Angesichts der hohen Austrittszahlen im Bereich der 20- bis 40-Jährigen sowie zurückgehender Tauf- und Trauungszahlen sei zudem verstärkt darüber nachzudenken, wie „wir als Kirche gerade hier Angebote schaffen können, die Beziehungen ermöglichen, aufbauen und erhalten“. Dies gelte ebenso für Angebote im Bereich der Jugendarbeit.

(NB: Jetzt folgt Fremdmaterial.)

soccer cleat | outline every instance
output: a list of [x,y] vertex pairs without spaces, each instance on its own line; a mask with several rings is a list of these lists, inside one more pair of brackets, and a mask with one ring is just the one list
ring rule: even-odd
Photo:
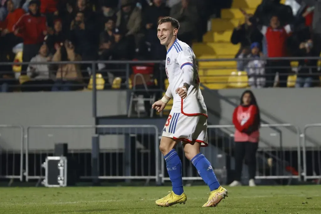
[[169,207],[176,204],[181,204],[182,203],[185,204],[185,202],[187,201],[187,197],[184,193],[180,195],[178,195],[174,193],[172,191],[169,192],[169,194],[165,197],[155,201],[156,204],[162,207]]
[[220,202],[225,197],[227,197],[227,190],[220,186],[216,190],[211,192],[207,202],[204,204],[203,207],[216,207]]

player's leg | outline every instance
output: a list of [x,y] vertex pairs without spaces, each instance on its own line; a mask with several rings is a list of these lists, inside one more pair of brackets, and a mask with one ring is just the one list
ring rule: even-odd
[[182,162],[175,149],[177,143],[172,138],[162,137],[160,150],[166,162],[166,168],[172,182],[173,192],[180,195],[184,192],[182,180]]
[[168,207],[177,203],[185,203],[187,200],[183,188],[182,163],[175,149],[178,141],[173,138],[177,126],[177,127],[180,126],[179,116],[178,113],[170,114],[160,140],[160,150],[166,162],[172,189],[168,195],[156,201],[156,204],[159,206]]
[[210,188],[211,193],[207,202],[203,207],[216,207],[220,201],[227,196],[227,191],[220,184],[211,163],[200,152],[200,143],[185,143],[185,156],[192,162],[197,172]]
[[220,184],[213,171],[211,163],[204,155],[200,152],[200,147],[201,144],[197,142],[184,144],[185,156],[192,162],[200,176],[209,187],[211,191],[215,190],[220,187]]

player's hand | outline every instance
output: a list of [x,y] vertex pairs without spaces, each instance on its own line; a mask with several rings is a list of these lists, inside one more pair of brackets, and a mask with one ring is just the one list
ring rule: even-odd
[[187,90],[184,86],[177,88],[175,92],[182,99],[185,99],[187,96]]
[[160,112],[164,110],[165,106],[166,104],[160,99],[154,103],[154,104],[152,105],[152,108],[155,109],[159,112]]

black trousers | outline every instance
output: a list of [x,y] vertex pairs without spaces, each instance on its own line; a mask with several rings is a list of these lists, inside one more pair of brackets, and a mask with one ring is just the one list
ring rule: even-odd
[[251,142],[236,142],[235,143],[235,172],[234,180],[241,181],[243,159],[248,166],[249,178],[254,179],[256,171],[256,154],[258,143]]

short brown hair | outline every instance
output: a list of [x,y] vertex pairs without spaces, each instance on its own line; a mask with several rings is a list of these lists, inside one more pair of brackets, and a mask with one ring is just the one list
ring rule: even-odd
[[175,19],[169,16],[166,16],[160,19],[158,21],[158,25],[168,22],[170,22],[172,26],[174,27],[174,28],[179,29],[179,22],[178,21]]

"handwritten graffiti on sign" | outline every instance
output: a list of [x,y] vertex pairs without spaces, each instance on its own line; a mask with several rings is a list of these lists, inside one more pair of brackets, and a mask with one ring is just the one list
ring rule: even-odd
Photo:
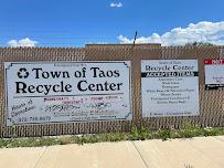
[[7,125],[131,119],[130,62],[6,62]]

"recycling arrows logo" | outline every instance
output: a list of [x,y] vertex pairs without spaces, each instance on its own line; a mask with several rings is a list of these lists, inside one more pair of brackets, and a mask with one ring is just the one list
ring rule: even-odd
[[28,78],[29,76],[29,72],[25,67],[21,67],[19,71],[18,71],[18,77],[19,78]]

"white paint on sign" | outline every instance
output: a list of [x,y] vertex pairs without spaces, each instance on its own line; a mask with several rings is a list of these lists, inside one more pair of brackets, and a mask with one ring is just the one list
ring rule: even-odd
[[141,61],[143,117],[199,115],[196,60]]
[[7,125],[129,120],[130,62],[6,62]]
[[205,88],[224,88],[224,60],[205,60]]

Weber stellte auch die damit verbundene Frage nach entsprechendem Personal. Es würden wiederum Menschen benötigt, die mit anderen in Beziehung treten. Dabei seien diese Beziehungen netzwerkartig und in gegenseitiger partizipativer Weise zu verstehen – und ohne ehrenamtliches Engagement nicht vorstellbar. „Evangelische Kirche ist eine Kirche, die ausschließlich in gemeinsamer Verantwortung von ehren- und hauptamtlich Mitarbeitenden geleitet wird“, erklärte Weber.
Es brauche aber eben auch Personen, die hauptberuflich in der Kirche arbeiten – neben den Pfarrerinnen und Pfarrern werde es nach Webers Einschätzung aufgrund der deutlich knapper werdenden Personalressourcen künftig mehr Gemeindepädagogen und Diakone sowie eine noch näher zu bestimmende Berufsgruppe wie „Gemeindemanager“ geben müssen. Hier brauche es erhebliche Anstrengungen in Bezug auf die Gewinnung, Aus- und Fortbildung sowie Beschäftigung dieser Personengruppen.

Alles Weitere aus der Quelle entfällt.